In der Nacht mache ich kein Auge zu. Unablässig bin ich auf der Jagd nach den unliebsamen Mitbewohnern. Erfolglos. Nur das Schaben über den Zellenboden ist zu hören. Erst gegen Morgen falle ich erschöpft in den Schlaf.

„Aufstehen!“
Ich werde von dem unsanften Aufschrei des Glatzköpfigen geweckt, der mit seinem Schlagstock einen ohrenbetäubenden Lärm auf den Gitterstäben meiner Zelle macht. Dunkel erahne ich die Melodie, die er mit seinen Schlägen anzudeuten versucht.
„Na wie war die Nacht? Hast du die Bekanntschaft mit unseren niedlichen Haustieren genießen können.“
Ich ignoriere seine Frage. Der Glatzköpfige kann sich ein Kichern nicht verkneifen.
„Nun wird’s bald. Du hast Besuch. Dein Wunsch war uns Befehl. Jemand von der Botschaft ist gekommen. Aber versprich dir nicht all zu viel davon.“
Ich folge ihm in das Verhörzimmer. Dort lässt er mich mit einer mir unbekannten Person zurück.
„Mein Name ich Karlo Wagner. Ich bin damit beauftragt worden, Sie zu verteidigen.“
„Ich dachte…“
„Entschuldigen Sie, wenn ich Sie unterbreche. Hans Osterlo ist auf Reisen. Er hat mich gebeten, Sie zu vertreten. Ich betreue regelmäßig Ihre Landleute bei Rechtsangelegenheiten in diesem Land.“
Reichlich jung, stelle ich fest. Insgeheim hoffe ich, das Wagner dennoch über die nötige Erfahrung verfügt, um sich gegen die Machenschaften eines Provinzpolizisten und die haltlosen Anschuldigungen zur Wehr zu setzen.
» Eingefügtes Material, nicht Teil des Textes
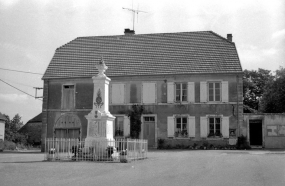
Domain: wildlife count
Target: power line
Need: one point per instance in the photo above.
(18, 89)
(21, 71)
„Darf ich zusammenfassen, wie sich gegenwärtig die Faktenlage darstellt.“
„Fakten?! Wenn Sie mir so kommen, können Sie gleich wieder gehen.“
Wagner verzieht verlegen das Gesicht.
„Entschuldigen Sie!“
Nun bin ich es, der ihn unterbricht.
„Hören Sie auf sich ständig zu entschuldigen. Vielleicht fasse ich für Sie den vermeintlichen Sachstand zusammen. Tatsache ist, dass Álvaro bestialisch ermordet worden ist. Ich kannte ihn seit einigen Tage und ich kann sagen, dass er mir in der Kürze der Zeit zum Freund geworden war. Die näheren Umstände seines Todes wissen Sie. Im Zusammenhang seiner Ermordung soll es einen Zeugen geben, der mich kurz vor dem errechneten Todeszeitpunkt gesehen haben will. Dies kann nur auf der Veranda des Hauses gewesen sein, auf der wir am Abend lange saßen. Darüber hinaus hat eine DNA-Untersuchung ergeben, dass Spuren von mir auf der Kleidung Álvaros zu finden sind. Das wiederum ist nicht verwunderlich, da wir uns am Tage seiner Ermordung umarmt haben. Also erklären Sie mir bitte, warum man mich bei dieser dürftigen Indizienlage wiederholt festhält. Und im Übrigen, welches Motiv wird mir vorgeworfen? Dazu habe ich bislang nichts gehört.“
„Zur Motivlage kann ich Ihnen nichts sagen. Darüber ist auch mit mir nicht gesprochen worden.“
„Was gedenken Sie zu tun?“
„Zunächst werden wir versuchen, Sie durch Kaution auf freien Fuß zu bekommen. Ein entsprechender Antrag bei der Staatsanwaltschaft läuft schon.“
„Und was gedenken Sie für meine Entlastung zu tun?“
„Zunächst muss ich mir ein Bild über die protokollierte Aktenlage machen. Gespräche mit dem Sohn des Ermordeten und Personen aus der unmittelbaren Umgebung des Opfers werden hilfreich sein. Ich denke, dass ich Ihnen dazu mehr in einigen Tagen sagen kann.“
„In einen Tagen?! Solange soll ich in diesem Drecksloch hausen?“
„Wie gesagt, der Kautionsantrag ist gestellt. Ich gehe davon aus, das der Staatsanwalt noch im Verlauf des Tages darüber befinden wird.“
Ich schaue Wagner ratlos an.
„Kann ich sonst noch etwas für Sie tun?“
„War das schon alles?!
Ich kann nicht glauben, dass sich dieser Jungspund schon wieder davonstehlen will. Meine Zweifel, ob er der Richtige für meine Verteidigung ist, vergrößern sich.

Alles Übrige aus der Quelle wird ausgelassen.